Instead of seeking "pay raises" APA should replace the words pay raises with "pay restoration" adjusted for CPI.

Same thing, different verbage...
 
Instead of seeking "pay raises" APA should replace the words pay raises with "pay restoration" adjusted for CPI.

Same thing, different verbage...

Glad you caught it, actually APA does call it pay restoration. Other media outlets and even a pilot in this thread still call it a raise.. Considering these are 1992 contract wages, IT IS PAY RESTORATION.

Cheers,

AAflyer
 
They will eventually understand when their flights have some kind of emergency and Sully types just ain't up there in the cockpit anymore because the job ain't worth it..... then it'll hit home real hard.

What? I though AA only hires the highest time, most experienced pilots. Have they ever hired anyone without PIC turbine?
 
What? I though AA only hires the highest time, most experienced pilots. Have they ever hired anyone without PIC turbine?

I am 99.8% sure they hired "back in the day" some guys with zero turbine, nada. I think circa the MD-80 purchase, mid-80's
 
Virtually all newspapers in the large markets are owned by one of a handful of media conglomerates.

The business pages of these newspapers are anything but liberal--they reflect the infatuation with the "Senior Management Oligarchy" that, until the Wall St. debacle, ran the country.

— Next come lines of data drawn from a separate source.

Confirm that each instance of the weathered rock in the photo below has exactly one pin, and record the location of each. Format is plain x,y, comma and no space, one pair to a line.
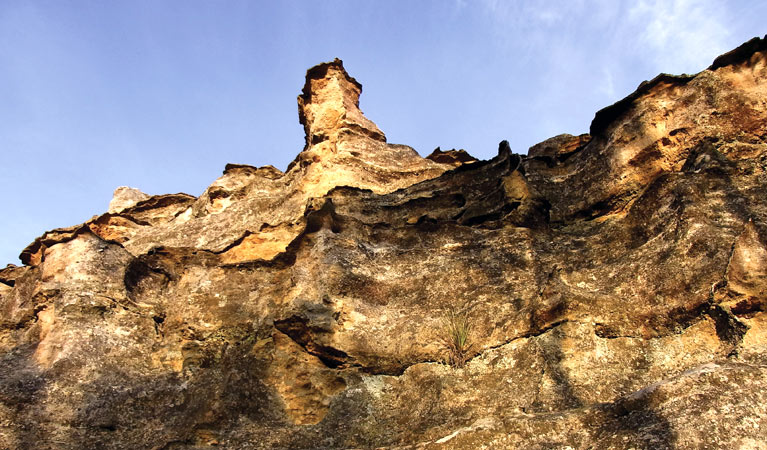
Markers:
615,286
125,197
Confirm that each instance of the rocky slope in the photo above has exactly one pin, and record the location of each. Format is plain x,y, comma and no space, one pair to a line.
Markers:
615,284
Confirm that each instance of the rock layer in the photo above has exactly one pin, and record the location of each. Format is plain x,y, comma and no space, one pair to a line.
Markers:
615,285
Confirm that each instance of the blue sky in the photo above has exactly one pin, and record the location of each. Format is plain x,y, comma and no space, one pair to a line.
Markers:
160,95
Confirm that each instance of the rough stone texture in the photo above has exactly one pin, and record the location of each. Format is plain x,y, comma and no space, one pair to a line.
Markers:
615,284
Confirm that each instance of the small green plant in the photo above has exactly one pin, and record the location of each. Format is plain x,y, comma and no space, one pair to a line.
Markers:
455,337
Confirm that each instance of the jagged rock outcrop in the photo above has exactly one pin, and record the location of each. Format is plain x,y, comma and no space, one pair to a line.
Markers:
615,283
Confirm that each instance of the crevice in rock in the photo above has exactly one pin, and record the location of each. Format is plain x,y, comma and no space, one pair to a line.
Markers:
300,331
531,334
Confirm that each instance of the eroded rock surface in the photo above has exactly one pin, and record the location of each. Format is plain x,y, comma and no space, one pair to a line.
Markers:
615,283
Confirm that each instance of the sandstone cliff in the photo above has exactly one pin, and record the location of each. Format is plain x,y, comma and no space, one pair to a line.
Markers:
615,284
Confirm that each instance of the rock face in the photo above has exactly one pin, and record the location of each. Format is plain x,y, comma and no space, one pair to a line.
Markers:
615,285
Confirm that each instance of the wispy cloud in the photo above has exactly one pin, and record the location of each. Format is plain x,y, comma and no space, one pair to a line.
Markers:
681,34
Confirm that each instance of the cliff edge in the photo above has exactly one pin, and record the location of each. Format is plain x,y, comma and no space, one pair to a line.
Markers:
614,285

Articles like this might as well have been printed in Centerport (and my well have) and faxed over to the paper.

APA's demands are reflective of the fact that, during good times, management can drag out negotiations indefinitely, knowing that there's nothing (especially in APA's case) the union can do to exert pressure and speed things up. The RLA is weighted totally in management's favor these days.

All AMR had to do was wait until the mini-rally was over and now they cry poor. Sorry, FUPM.

Some pilot group has to stand up and declare that our worth is not elastic. Management has declared that THEY are worth it--why is it wrong for those of us who make the machine work to make the same claim?

Those who started the airline unions faced violence, jail and unemployment because of their actions. Why should we be afraid of a newspaper article?